One idea that comes to my mind might be registering any AsyncAssertion implementing instances and these then need to cross themselves off the list of "leaky" AsyncAssertions when Should/ShouldNot has been properly called. I'm unsure when to check for "leaked" AsyncAssertions; an early check would be when creating the next AsyncAssertion, but otherwise at the end of the test specification ... but that might be a tough problem as it would effectively create a hard dependency on Ginkgo. That doesn't look good, as I've already seen Go modules that use Gomega, but not Ginkgo, but instead something else for their specifications.

thediveo commented 2 years ago

That's probably more for a linter?

timebertt commented 2 years ago

I just realized this applies to Expect as well:

err := fmt.Errorf("foo")
Expect(err)
// oops, forgot .To(Succeed())

So this is rather a general thing and not specific to AsyncAssertion.

timebertt commented 2 years ago

I'm wondering for quite some time now if it is possible at all to detect that neither Should nor ShouldNot haven't been called...

Yeah, I was wondering about that as well. That's why I opened this issue. Maybe someone comes up with a clever idea :)

That's probably more for a linter?

True, a linter would also be my fallback option.

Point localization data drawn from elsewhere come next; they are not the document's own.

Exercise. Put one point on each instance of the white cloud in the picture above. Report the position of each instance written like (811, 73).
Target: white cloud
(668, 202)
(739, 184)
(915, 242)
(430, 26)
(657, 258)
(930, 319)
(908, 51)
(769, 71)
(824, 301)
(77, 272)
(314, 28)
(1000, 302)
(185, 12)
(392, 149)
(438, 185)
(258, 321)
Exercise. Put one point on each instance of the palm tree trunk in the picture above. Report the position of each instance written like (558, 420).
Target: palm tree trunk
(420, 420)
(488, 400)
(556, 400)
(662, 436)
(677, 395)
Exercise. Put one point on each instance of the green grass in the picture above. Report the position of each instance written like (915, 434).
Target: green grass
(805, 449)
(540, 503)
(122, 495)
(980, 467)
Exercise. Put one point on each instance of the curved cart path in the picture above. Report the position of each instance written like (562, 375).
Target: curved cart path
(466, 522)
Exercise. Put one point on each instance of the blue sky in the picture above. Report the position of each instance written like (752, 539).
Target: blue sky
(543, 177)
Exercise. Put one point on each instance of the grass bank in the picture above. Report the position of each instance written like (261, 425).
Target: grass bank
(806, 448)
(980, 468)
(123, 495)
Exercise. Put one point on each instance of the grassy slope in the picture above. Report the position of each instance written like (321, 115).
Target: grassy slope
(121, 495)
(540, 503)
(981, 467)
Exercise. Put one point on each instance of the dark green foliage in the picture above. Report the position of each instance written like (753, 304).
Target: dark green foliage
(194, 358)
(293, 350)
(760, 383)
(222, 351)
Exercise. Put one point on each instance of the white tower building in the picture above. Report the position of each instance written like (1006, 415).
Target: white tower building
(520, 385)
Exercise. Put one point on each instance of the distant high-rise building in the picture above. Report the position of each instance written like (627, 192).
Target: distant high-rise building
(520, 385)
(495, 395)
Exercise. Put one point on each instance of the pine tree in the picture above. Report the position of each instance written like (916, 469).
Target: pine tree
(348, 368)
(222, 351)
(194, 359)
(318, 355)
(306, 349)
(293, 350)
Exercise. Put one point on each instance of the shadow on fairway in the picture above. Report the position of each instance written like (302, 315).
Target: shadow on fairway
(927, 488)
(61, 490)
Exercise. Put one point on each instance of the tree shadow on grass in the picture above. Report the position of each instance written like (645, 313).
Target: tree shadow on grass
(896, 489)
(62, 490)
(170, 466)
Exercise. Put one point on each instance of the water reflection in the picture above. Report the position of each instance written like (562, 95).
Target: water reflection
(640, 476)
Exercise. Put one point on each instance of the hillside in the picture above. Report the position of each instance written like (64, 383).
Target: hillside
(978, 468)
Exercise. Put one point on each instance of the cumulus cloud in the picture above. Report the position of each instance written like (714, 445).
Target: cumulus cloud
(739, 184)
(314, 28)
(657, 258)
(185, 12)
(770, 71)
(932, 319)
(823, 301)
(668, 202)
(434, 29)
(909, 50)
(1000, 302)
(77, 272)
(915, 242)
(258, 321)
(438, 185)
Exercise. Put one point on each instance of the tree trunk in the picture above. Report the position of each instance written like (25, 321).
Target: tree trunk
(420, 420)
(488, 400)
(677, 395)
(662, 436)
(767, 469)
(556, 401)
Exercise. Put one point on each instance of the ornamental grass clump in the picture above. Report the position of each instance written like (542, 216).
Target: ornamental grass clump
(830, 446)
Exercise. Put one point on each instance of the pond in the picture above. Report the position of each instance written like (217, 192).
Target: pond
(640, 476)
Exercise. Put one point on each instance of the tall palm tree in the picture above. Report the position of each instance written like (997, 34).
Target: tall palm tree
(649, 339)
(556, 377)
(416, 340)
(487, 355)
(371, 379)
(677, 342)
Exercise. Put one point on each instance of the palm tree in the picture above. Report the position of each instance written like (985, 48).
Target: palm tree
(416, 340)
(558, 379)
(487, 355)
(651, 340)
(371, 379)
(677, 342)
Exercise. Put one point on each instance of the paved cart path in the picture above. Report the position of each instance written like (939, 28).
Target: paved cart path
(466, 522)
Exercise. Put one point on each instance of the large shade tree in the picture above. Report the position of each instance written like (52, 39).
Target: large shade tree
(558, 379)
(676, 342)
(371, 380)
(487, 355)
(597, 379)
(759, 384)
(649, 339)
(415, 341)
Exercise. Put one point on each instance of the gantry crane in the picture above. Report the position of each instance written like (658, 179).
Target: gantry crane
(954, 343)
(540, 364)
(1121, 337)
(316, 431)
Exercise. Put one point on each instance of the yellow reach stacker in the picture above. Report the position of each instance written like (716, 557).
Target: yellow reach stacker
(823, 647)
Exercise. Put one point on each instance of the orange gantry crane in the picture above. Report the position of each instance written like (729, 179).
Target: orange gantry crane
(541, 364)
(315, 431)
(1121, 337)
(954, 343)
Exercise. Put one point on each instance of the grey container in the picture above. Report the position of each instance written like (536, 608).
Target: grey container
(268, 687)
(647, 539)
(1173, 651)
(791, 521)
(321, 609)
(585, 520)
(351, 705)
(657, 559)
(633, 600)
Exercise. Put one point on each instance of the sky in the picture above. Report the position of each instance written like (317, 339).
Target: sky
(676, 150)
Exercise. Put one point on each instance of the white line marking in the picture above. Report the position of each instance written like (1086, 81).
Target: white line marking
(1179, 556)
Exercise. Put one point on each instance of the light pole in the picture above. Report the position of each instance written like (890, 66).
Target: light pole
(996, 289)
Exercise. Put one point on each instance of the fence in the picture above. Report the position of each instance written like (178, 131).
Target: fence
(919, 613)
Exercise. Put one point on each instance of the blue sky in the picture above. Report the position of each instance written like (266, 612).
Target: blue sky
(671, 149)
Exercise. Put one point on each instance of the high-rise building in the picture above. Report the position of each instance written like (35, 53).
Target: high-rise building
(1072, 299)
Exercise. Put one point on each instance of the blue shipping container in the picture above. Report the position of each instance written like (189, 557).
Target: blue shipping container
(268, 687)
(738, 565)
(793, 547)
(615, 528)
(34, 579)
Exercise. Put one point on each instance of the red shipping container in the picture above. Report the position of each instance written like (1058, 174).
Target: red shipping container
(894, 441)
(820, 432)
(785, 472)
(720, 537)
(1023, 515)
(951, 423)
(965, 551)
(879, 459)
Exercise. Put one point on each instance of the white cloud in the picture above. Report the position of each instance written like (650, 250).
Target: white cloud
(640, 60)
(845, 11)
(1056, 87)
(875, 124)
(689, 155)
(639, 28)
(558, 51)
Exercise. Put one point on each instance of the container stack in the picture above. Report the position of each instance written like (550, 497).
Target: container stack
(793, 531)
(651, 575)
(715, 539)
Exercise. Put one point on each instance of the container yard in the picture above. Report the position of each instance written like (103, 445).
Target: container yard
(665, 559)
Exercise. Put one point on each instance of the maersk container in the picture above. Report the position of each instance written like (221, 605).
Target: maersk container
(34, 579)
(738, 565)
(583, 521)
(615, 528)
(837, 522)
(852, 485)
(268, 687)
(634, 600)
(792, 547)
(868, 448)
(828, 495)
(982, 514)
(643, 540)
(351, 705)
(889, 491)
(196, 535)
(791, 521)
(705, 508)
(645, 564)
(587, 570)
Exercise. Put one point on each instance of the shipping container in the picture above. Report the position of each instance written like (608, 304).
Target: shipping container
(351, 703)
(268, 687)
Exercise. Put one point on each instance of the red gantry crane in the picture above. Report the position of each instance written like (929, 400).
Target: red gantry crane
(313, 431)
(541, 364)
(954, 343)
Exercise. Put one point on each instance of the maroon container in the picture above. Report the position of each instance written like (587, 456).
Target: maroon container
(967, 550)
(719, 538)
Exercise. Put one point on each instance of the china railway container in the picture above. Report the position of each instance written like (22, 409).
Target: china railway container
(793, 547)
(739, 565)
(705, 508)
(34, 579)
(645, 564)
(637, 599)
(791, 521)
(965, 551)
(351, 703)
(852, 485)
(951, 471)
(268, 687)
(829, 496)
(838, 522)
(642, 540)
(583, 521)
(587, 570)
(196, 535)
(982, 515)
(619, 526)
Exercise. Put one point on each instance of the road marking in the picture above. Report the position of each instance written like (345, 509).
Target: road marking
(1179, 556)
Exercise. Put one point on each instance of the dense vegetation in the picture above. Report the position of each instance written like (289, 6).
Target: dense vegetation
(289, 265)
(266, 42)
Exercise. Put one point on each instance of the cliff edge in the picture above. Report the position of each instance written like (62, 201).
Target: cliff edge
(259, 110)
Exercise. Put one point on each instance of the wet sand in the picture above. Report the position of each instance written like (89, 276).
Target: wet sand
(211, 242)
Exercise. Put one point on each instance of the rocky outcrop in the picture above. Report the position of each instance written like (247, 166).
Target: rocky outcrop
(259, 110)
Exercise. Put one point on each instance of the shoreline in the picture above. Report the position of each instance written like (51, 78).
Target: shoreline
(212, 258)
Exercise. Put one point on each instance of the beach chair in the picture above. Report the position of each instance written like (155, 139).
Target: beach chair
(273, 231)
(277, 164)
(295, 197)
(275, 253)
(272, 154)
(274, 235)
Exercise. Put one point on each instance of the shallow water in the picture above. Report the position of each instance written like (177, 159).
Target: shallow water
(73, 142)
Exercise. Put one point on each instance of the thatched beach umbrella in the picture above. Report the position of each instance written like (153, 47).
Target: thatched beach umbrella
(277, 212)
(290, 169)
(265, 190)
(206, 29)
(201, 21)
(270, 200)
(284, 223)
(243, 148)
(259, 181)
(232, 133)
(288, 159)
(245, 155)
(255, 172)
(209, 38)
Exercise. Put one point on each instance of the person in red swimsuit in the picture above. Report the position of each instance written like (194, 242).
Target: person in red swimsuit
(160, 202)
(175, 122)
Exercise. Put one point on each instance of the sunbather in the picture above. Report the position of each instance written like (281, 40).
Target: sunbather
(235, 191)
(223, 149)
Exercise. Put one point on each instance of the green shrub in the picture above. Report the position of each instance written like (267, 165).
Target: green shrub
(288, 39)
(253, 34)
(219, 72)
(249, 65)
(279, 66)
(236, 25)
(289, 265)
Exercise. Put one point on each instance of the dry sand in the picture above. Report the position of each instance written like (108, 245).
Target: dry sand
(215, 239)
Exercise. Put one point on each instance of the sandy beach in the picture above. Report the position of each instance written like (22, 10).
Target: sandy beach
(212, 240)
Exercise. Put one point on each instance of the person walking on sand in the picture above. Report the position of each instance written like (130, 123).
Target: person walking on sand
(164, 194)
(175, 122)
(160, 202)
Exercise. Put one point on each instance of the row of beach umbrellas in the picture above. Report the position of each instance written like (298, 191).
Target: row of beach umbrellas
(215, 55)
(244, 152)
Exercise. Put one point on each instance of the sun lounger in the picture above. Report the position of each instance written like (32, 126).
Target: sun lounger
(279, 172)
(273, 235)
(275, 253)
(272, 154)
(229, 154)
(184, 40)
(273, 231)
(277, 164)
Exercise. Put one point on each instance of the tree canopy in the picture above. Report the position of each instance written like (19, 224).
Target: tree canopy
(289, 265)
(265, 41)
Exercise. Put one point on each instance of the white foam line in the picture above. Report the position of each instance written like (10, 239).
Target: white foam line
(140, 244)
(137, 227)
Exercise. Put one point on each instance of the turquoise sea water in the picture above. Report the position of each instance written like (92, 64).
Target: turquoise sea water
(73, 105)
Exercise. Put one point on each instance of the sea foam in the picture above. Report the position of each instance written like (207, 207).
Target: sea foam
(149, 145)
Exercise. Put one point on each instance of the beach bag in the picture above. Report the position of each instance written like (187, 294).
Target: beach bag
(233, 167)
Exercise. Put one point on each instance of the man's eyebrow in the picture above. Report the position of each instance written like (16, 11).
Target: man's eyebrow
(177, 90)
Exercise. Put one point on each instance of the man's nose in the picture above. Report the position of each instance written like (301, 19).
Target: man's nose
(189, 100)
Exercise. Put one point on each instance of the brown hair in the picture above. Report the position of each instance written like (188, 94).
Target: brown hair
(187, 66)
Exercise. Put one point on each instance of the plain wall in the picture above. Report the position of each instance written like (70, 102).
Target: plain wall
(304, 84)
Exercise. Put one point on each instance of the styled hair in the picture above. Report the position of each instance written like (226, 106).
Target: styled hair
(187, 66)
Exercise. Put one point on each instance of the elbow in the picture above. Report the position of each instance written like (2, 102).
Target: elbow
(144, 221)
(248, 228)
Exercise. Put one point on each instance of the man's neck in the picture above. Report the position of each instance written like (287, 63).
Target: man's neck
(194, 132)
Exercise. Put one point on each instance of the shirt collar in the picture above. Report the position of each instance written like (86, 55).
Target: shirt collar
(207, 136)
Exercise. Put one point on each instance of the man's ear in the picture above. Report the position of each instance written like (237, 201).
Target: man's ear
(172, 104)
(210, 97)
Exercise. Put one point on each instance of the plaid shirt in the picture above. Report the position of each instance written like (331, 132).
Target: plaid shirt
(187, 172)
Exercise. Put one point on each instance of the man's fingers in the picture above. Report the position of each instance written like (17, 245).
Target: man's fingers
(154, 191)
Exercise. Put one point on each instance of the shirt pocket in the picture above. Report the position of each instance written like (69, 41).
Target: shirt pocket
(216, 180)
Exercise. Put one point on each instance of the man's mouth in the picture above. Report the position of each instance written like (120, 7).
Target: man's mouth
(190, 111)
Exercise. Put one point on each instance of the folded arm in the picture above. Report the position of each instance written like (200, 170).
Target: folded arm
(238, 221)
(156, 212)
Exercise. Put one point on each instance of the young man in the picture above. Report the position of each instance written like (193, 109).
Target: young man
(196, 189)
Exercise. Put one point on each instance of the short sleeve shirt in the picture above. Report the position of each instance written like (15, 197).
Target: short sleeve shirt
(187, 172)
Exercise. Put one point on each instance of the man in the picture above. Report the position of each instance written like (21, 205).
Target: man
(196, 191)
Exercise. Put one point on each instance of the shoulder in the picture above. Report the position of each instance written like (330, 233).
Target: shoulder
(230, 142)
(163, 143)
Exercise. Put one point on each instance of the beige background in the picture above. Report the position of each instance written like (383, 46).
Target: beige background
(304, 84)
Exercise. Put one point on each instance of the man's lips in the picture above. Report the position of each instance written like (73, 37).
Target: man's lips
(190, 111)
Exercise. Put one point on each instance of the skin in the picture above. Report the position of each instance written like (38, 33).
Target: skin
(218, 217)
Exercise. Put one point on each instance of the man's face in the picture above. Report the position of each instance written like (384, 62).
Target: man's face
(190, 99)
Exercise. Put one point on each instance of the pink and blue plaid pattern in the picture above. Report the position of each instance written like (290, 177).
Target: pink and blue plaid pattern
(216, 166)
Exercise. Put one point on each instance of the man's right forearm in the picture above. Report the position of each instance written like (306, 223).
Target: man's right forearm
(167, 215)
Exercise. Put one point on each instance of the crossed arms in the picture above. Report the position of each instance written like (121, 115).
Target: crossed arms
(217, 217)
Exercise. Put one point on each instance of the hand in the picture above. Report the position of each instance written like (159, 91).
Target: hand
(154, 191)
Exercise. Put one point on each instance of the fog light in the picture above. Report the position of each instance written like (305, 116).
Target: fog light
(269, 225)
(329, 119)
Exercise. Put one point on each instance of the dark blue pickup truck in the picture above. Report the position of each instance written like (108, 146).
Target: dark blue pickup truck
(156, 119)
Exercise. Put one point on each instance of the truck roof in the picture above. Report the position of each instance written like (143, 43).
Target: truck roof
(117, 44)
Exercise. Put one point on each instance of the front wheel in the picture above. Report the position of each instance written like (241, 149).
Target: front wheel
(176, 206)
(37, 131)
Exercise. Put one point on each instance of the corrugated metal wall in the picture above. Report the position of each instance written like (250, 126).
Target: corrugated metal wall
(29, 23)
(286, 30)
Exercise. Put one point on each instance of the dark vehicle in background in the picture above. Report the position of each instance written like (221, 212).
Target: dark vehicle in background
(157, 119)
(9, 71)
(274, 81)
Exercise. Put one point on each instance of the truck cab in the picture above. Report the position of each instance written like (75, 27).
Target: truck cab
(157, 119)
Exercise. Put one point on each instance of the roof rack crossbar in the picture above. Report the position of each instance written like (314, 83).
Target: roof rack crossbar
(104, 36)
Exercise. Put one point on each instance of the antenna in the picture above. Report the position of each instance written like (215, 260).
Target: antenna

onsi commented 2 years ago

sorry for the delay y'all. I do think this is better suited for a linter. @thediveo has captured the options that come to mind for me as well and I agree about their limitations.

timebertt commented 2 years ago

Thanks for the feedback! I explored the linter idea in https://github.com/gardener/gardener/pull/6455. I think this is a nice approach. If others are interested in using/augmenting it, we could move this to some other place.

ecordell commented 2 years ago

@timebertt I found this thread when trying to see if anyone had written exactly the tool you wrote. I would be interested in having it more easily available - would you be open to contributing it to golangci-lint, or would you be okay with someone else adding it?

timebertt commented 1 year ago

@ecordell I would be happy to see this linter move to a community-owned place to allow easier use and independent enhancements. That being said, I don't have the capacity to facilitate the move myself. But I would be more than happy if someone takes it on from here.

slatteryjim commented 1 year ago

I had an idea for checking this automatically in plain Go tests, using t.Cleanup.

Any helper function can call t.Cleanup to schedule a function to be called at the end of the test (or subtest).

Calling Expect could prepare an AsyncAssertion with a wrapper around it that would set a flag if any of the methods were called (like To, Should, etc.). Expect would then also schedule a t.Cleanup function to check if the AsyncAssertion had any methods called on it by the end of the test. If not, it would fail the test with t.Error.

In that way, any naked Expect calls would cause a test failure.